Judy Garland was a really great band.  The guitarist, Alan Clement,was the best I’ve ever played with, and he had a fine gift for melody.  This song, like all of ours, had lyrics that told a story, often about city life or the soft white underbelly of society.

Rats on High all took place within the mind of a junkie suffering a mental breakdown from cocaine addiction.
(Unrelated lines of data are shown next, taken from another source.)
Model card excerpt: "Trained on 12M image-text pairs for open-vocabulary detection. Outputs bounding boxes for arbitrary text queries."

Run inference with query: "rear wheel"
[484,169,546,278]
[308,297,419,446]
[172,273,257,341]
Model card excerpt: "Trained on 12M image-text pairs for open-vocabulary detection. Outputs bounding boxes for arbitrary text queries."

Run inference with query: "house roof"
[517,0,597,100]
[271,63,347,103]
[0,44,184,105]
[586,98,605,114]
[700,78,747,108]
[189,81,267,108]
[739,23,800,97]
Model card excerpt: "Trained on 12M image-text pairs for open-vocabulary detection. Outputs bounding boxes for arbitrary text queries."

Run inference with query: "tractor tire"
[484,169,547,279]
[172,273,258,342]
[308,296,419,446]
The rats were a metaphor for the loss of his thinking ability. Internal friction broke us apart, but if we had stayed together I think we could have been as big as, say, The Smithereens.

“Rats stopped crawling years ago, here they come again, here they come again Pleasant little teeth rip shoe apart, pleasant little teeth chomping down Don’t run away, don’t run away it feels so good wish they’d stay don’t run away, don’t run away – feels so good, wish they’d stay But rats stopped their crawling, years ago . . . ”

 

X-On And X-Off

(Daniel Levitin, 1985).  Performed by Daniel Levitin

It was the very beginning of the personal computer revolution and I wrote this song about one of the dominant modem protocols of the time.  “X-On” or “X-Off” was a parameter setting.  I’m playing Carlos Santana’s Linn drum machine and playing all the other instruments, and trying to sing.  I’m told I’m not a singer, but I *like* singing, and it’s the only way I know of (for now) to get my songs across so there it is.  This was recorded on a Tascam 34 4-track reel-to-reel machine in San Francisco.

 

Anticipation

(Daniel Levitin, 2003).  A sound collage by Daniel Levitin

This piece was commissioned for a CD curated by Nicolas Collins and the Art Institute of Chicago, “A Call To Silence.” Click here to purchase.

In my own experience as a performer and as a record producer, the most anxiety-filled moments in any musical performance are those few seconds before any notes are played.  Someone the conductor, the producer, the drummer is counting off the tempo, and the musicians have have only a few brief seconds to be brilliant, artistic, and in touch with their inner muse.  Everyone’s head is racing with thoughts: will this be any good?  Will I be any good? Will I make it through that technically difficult part? Will so-and-so mess up their part again? “Anticipation” is a collection of these moments: count-offs in recording studios and live performance, vocalists taking a breath before a take starts, producers and engineers announcing that the tape is rolling.  The piece ends with a famous bandleader exhorting an engineer “let’s go!” and with this, the listener is left with that sense of expectation for the beginning of a piece.